For Aloke Bajpai, CEO and co-founder of ixigo, Alexa is a good distribution platform. “Amazon is very aggressive and we expect that they would reach to up to a couple of million devices in a very short span of time,” he says.

But Bajpai is not limiting ixigo to Alexa – he is building his own voice assistant called Tara. “Alexa’s use is limited… you ask something and it responds. It needs to be proactive, it should be able to recommend things to you if a long weekend is coming up,” says Bajpai, but he agrees that with Google and Amazon putting its weight behind voice assistants, things are changing fast. “The voice synthesis has improved… At the base we are using their APIs,” he says.

For Aloke Bajpai, CEO and co-founder of ixigo, Alexa is a good distribution platform. “Amazon is very aggressive and we expect that they would reach to up to a couple of million devices in a very short span of time,” he says.

While learning furiously, there are human interventions in moulding the personality, too. “We personify Alexa by giving her characteristic attributes and personal preferences,” Kumar said on a follow-up email through a spokesperson. “She is also agnostic to religion, politically independent and a strong supporter of science, technology, innovation, diversity and social progressiveness.”
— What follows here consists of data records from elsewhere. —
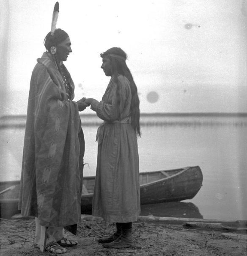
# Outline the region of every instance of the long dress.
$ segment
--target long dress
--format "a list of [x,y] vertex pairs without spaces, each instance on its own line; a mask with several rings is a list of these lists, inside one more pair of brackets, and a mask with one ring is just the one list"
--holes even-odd
[[[74,225],[81,221],[85,148],[78,107],[69,100],[51,55],[44,53],[37,61],[30,82],[19,208],[42,226]],[[62,67],[72,99],[74,84]]]
[[91,104],[104,121],[97,132],[92,214],[110,223],[136,221],[140,212],[139,156],[137,136],[131,124],[130,83],[123,76],[118,79],[120,102],[113,77],[102,101],[94,100]]

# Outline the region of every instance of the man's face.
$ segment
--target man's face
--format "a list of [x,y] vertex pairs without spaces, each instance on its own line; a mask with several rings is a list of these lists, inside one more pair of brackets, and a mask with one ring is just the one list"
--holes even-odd
[[57,46],[57,58],[59,61],[65,61],[69,55],[72,52],[71,43],[69,37]]
[[111,76],[112,64],[109,59],[106,57],[103,57],[102,59],[102,65],[100,67],[103,70],[106,76]]

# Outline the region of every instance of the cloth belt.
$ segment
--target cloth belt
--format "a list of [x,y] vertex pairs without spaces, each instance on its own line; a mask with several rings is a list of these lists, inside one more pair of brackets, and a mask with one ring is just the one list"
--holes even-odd
[[101,144],[102,143],[103,135],[104,135],[104,130],[105,124],[114,123],[131,124],[131,117],[129,116],[126,116],[126,117],[124,117],[121,120],[117,120],[113,121],[104,121],[104,122],[99,126],[98,128],[98,130],[97,130],[96,140],[96,141],[97,141],[99,144]]

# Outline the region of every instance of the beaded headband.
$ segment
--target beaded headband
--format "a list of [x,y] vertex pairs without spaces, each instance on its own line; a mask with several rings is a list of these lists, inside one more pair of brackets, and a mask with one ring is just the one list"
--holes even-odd
[[117,55],[116,54],[109,54],[109,56],[111,57],[113,57],[115,58],[117,58],[118,59],[121,59],[123,60],[125,60],[126,58],[122,56],[120,56],[120,55]]

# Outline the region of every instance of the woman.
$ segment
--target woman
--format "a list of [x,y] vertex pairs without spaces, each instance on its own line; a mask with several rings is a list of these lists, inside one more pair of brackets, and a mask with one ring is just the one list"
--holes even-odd
[[104,247],[133,247],[132,222],[140,211],[137,138],[141,135],[139,99],[125,52],[114,47],[100,56],[101,68],[111,77],[110,82],[100,102],[92,98],[84,102],[104,120],[96,136],[92,214],[116,224],[116,232],[99,240]]

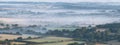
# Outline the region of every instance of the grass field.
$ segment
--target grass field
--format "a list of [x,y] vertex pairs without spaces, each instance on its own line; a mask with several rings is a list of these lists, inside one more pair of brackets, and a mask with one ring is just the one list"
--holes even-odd
[[26,41],[31,42],[57,42],[57,41],[65,41],[65,40],[72,40],[72,38],[64,38],[64,37],[45,37],[40,39],[31,39]]
[[23,42],[11,42],[11,45],[25,45]]
[[31,39],[31,40],[26,40],[26,41],[37,42],[37,43],[53,42],[53,43],[44,43],[44,44],[35,44],[35,45],[68,45],[69,43],[78,42],[78,41],[74,41],[72,38],[54,37],[54,36],[40,38],[40,39]]
[[66,30],[75,30],[76,28],[47,28],[48,30],[63,30],[63,29],[66,29]]
[[38,44],[38,45],[68,45],[74,42],[77,42],[77,41],[67,41],[67,42],[60,42],[60,43],[49,43],[49,44]]
[[16,39],[18,37],[27,38],[28,36],[12,35],[12,34],[0,34],[0,40],[5,40],[5,39],[13,40],[13,39]]

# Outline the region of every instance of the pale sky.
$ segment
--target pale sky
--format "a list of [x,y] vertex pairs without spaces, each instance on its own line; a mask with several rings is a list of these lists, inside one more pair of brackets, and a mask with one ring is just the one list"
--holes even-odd
[[20,1],[20,2],[120,2],[120,0],[0,0],[0,1]]

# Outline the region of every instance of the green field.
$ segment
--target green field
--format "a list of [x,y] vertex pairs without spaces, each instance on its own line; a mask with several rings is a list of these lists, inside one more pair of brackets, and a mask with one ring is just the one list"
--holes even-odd
[[31,40],[26,40],[26,41],[30,41],[30,42],[57,42],[57,41],[66,41],[66,40],[72,40],[72,38],[45,37],[45,38],[31,39]]
[[48,30],[63,30],[63,29],[65,29],[65,30],[71,30],[71,31],[73,31],[73,30],[75,30],[76,28],[47,28]]
[[[68,45],[69,43],[78,42],[78,41],[74,41],[72,38],[55,37],[55,36],[50,36],[40,39],[31,39],[26,41],[37,42],[37,43],[46,42],[44,44],[34,44],[34,45]],[[79,43],[83,43],[83,42],[79,42]]]

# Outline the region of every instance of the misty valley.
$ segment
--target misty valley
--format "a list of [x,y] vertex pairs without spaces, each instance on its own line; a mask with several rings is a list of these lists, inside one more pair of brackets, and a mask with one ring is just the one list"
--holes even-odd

Can Alexa be a girl friend or a loyal companion? “We want Alexa to be the voice service, be a source of engagement and someone you can talk to in whichever situations you are going through,” says Kumar. “If you say ‘I am stressed out’, she will ask if you want to listen to some meditation music.”
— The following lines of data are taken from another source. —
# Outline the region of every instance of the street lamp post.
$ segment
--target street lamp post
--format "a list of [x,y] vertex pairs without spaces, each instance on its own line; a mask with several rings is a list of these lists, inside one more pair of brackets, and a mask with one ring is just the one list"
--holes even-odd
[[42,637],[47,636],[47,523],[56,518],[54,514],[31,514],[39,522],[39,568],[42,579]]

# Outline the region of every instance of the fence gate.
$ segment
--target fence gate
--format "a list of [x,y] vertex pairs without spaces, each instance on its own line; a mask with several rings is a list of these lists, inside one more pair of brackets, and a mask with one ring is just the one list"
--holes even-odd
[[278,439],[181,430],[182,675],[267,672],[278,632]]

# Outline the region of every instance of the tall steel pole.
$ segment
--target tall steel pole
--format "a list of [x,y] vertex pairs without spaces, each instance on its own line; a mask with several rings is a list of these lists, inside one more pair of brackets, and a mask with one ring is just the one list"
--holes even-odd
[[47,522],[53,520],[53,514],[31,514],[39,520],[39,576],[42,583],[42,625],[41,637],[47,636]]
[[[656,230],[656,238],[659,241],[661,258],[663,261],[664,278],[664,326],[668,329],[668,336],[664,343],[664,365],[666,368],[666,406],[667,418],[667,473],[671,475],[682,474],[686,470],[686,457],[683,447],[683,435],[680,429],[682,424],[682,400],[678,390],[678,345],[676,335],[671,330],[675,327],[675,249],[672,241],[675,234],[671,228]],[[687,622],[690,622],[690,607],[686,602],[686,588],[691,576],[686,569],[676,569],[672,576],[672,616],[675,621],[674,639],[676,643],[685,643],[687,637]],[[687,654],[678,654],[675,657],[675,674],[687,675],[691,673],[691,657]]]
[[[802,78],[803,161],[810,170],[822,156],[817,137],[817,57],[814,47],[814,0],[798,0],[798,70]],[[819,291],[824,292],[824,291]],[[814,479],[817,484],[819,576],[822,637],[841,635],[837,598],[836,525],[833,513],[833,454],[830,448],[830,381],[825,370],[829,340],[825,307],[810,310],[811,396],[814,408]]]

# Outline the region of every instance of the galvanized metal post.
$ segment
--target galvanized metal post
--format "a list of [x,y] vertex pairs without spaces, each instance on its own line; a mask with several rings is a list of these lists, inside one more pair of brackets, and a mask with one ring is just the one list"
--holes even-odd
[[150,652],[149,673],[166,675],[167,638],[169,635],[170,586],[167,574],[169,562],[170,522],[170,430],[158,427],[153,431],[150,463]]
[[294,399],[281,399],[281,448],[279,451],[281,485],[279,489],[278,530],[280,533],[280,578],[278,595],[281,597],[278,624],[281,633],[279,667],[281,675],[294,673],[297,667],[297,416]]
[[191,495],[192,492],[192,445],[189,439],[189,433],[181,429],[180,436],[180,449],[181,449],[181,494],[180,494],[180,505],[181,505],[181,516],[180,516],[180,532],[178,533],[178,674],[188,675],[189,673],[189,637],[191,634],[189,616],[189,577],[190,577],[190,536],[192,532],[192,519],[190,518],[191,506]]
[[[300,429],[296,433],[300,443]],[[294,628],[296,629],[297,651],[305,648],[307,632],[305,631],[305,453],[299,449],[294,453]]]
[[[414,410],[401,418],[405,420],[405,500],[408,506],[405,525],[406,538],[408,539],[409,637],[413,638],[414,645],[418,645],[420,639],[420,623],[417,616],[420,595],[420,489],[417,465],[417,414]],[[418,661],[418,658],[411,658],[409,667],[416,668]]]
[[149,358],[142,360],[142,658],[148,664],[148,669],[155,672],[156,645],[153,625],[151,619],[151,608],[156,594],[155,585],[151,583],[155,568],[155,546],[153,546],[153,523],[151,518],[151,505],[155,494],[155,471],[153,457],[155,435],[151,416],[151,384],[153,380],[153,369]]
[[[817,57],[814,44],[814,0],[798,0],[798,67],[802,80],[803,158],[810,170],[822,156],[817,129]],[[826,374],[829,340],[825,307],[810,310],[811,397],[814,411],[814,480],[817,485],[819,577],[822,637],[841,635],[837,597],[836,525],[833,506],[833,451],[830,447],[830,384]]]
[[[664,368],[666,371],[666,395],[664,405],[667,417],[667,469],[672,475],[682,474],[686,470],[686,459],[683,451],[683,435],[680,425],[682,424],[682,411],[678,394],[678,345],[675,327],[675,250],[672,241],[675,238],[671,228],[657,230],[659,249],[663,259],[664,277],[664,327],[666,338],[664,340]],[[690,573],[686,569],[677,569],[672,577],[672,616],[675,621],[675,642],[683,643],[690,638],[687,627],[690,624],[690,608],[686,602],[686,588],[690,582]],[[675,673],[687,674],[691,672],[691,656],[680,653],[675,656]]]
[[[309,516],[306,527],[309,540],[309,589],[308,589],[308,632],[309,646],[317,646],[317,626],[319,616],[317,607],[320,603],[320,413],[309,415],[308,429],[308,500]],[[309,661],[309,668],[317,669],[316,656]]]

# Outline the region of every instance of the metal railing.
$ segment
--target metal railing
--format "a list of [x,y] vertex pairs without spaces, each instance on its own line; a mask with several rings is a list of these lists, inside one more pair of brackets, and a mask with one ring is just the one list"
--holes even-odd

For now, it doesn’t do much for FactorDaily’s mildly miffed geek, though.

 

This story was updated at 5.45 am on November 23, 2017 for typos and a link.

Disclosure: FactorDaily is owned by SourceCode Media, which counts Accel Partners, Blume Ventures and Vijay Shekhar Sharma among its investors. Accel Partners is an early investor in Flipkart. Vijay Shekhar Sharma is the founder of Paytm. None of FactorDaily’s investors have any influence on its reporting about India’s technology and startup ecosystem.